Stadler, an internationally recognised specialist in the design, production and assembly of sorting systems, recently delivered its latest sorting plant to Schroll at the new recycling centre at La Maix, in the Vosges near the town of Épinal. The multi-material system has a capacity of 15 tonnes per hour, or 80,000 tonnes of waste per year.
“The positive experience … encouraged us to work again with this company,” said Vincent Schroll, co-owner of the Schroll Group, commenting that Schroll was especially satisfied with ‘the reliability of the machines, the respect of deadlines and the work of the Stadler teams’.
At the new plant, the waste is first fed into a Stadler PPK ballistic separator and two STT2000-8-1 ballistic separators for mechanical sorting. It then passes four near-infrared (NIR) devices for optical sorting, which is followed by the last - manual sorting - stage.
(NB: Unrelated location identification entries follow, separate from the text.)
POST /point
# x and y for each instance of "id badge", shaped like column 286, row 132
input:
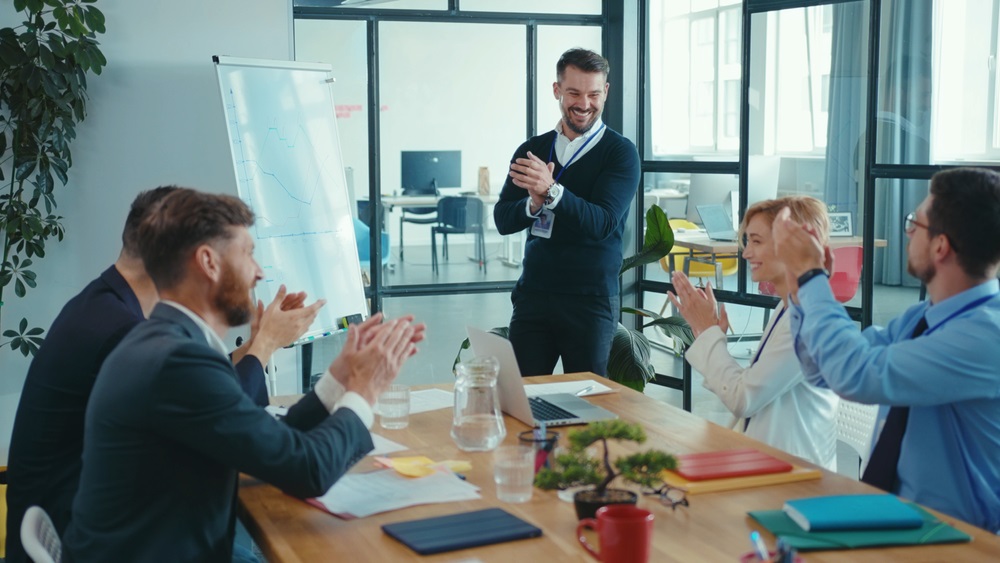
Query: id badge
column 543, row 225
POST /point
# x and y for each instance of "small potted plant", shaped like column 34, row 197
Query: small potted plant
column 576, row 467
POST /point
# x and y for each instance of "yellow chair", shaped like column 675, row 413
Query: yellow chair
column 718, row 268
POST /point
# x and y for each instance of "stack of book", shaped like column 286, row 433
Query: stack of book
column 853, row 521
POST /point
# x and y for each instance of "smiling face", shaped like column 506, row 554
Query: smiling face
column 919, row 259
column 581, row 97
column 759, row 252
column 240, row 272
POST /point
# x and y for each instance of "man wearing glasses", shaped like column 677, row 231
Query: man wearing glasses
column 935, row 369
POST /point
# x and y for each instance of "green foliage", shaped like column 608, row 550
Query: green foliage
column 630, row 363
column 43, row 93
column 658, row 241
column 606, row 430
column 576, row 467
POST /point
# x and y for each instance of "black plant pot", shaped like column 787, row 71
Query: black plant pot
column 588, row 501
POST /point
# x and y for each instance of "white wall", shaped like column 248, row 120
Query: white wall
column 155, row 117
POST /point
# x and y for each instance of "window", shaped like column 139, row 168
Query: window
column 964, row 90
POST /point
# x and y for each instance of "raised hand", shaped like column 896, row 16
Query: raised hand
column 697, row 306
column 280, row 323
column 374, row 353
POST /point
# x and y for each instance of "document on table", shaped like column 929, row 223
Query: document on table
column 363, row 494
column 571, row 387
column 430, row 400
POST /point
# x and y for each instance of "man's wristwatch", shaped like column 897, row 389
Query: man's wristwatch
column 552, row 193
column 810, row 274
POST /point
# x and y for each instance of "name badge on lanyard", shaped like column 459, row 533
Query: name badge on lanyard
column 542, row 227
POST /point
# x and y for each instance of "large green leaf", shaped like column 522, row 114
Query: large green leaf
column 671, row 326
column 629, row 362
column 499, row 331
column 658, row 241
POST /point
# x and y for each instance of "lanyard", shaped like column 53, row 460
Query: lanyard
column 968, row 307
column 552, row 150
column 766, row 338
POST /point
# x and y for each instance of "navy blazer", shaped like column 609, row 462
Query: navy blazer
column 168, row 428
column 47, row 439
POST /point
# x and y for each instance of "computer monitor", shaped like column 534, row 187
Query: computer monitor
column 424, row 172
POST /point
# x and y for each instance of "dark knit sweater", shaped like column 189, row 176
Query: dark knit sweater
column 585, row 252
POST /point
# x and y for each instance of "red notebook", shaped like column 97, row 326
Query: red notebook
column 728, row 463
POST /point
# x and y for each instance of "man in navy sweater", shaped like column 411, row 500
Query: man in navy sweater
column 581, row 178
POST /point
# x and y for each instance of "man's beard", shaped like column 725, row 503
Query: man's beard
column 925, row 276
column 567, row 119
column 233, row 298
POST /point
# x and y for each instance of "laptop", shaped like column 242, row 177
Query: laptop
column 557, row 409
column 718, row 225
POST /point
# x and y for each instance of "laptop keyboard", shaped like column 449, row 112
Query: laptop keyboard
column 544, row 410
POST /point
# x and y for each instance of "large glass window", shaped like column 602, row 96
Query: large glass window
column 435, row 97
column 694, row 77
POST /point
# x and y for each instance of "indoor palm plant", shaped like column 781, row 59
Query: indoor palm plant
column 43, row 93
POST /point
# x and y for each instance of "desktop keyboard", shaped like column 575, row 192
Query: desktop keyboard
column 544, row 410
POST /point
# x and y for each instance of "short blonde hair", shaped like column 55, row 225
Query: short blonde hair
column 805, row 209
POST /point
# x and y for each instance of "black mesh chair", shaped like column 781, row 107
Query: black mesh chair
column 460, row 215
column 416, row 215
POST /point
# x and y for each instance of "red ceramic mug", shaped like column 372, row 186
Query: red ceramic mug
column 625, row 533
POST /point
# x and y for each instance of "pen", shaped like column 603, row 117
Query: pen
column 786, row 553
column 758, row 546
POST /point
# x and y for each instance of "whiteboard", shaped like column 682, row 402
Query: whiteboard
column 288, row 168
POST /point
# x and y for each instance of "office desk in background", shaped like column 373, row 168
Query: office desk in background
column 714, row 528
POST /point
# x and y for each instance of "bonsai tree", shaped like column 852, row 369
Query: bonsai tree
column 43, row 96
column 629, row 362
column 576, row 467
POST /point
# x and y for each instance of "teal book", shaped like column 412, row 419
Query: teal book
column 852, row 512
column 931, row 531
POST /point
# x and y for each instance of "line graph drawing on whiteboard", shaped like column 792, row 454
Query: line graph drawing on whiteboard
column 283, row 170
column 282, row 131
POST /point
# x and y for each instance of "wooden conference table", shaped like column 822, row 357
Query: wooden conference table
column 715, row 527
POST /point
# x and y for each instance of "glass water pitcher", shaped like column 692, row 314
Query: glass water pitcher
column 477, row 425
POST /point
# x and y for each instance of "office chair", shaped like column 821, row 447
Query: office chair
column 846, row 276
column 362, row 234
column 39, row 537
column 855, row 424
column 416, row 215
column 460, row 215
column 719, row 269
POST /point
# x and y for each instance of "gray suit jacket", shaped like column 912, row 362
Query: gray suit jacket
column 167, row 429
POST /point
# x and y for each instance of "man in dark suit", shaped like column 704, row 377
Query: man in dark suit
column 47, row 440
column 168, row 427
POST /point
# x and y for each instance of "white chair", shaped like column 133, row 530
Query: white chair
column 39, row 537
column 855, row 425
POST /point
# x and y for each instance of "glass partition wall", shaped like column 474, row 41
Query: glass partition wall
column 857, row 103
column 470, row 79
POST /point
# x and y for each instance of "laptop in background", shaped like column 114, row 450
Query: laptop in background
column 557, row 409
column 718, row 225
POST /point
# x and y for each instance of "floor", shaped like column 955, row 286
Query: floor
column 447, row 316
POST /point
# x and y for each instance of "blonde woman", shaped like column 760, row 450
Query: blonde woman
column 771, row 400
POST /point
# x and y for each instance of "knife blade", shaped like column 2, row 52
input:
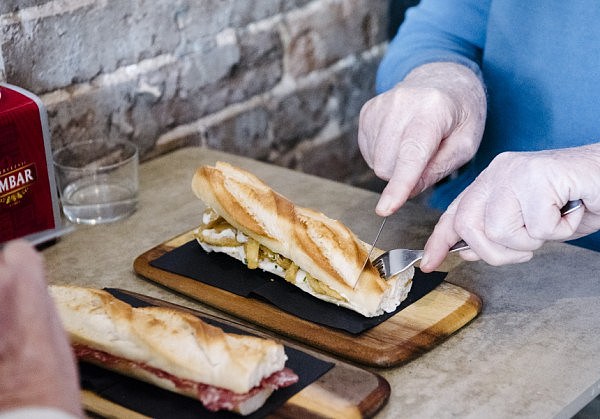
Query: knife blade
column 370, row 252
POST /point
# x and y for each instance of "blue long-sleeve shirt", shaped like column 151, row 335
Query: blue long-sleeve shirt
column 539, row 60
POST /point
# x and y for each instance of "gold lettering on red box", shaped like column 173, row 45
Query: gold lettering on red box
column 15, row 183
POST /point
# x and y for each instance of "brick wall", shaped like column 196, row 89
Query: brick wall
column 276, row 80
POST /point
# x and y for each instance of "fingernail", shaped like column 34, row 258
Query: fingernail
column 384, row 205
column 425, row 261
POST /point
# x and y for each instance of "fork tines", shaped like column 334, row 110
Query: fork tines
column 378, row 263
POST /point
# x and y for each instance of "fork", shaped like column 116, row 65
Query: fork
column 396, row 261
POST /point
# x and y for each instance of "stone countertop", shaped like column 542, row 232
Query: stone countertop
column 534, row 351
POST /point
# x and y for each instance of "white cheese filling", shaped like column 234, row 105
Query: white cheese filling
column 396, row 294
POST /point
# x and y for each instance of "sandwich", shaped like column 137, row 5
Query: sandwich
column 249, row 221
column 173, row 350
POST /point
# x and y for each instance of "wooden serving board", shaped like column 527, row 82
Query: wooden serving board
column 412, row 331
column 345, row 391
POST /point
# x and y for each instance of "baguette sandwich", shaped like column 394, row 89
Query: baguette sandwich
column 173, row 350
column 249, row 221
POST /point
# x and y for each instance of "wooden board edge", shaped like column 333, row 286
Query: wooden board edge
column 354, row 348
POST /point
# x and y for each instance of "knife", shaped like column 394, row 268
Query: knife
column 370, row 251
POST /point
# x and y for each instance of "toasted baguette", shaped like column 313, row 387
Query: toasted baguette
column 322, row 247
column 167, row 341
The final output fractions of this line are PCNC (packaging and small cardboard fractions), cardboard, film and JRM (newspapers, journals, magazines), as well as hollow materials which are then fed into the plant’s second sorting line.
The hollow materials line, with a throughput of 4 tonnes per hour, again sorts the fractions mechanically, optically and manually, yielding an output of clear and coloured PET, PEHD, Tetrapak, aluminium, film, mixed paper and residual fractions.
The complex project was delivered on schedule in spite of a very tight timeline of just 14 weeks, including a week for the start-up of each of the two lines, and the facility started operation in October 2019.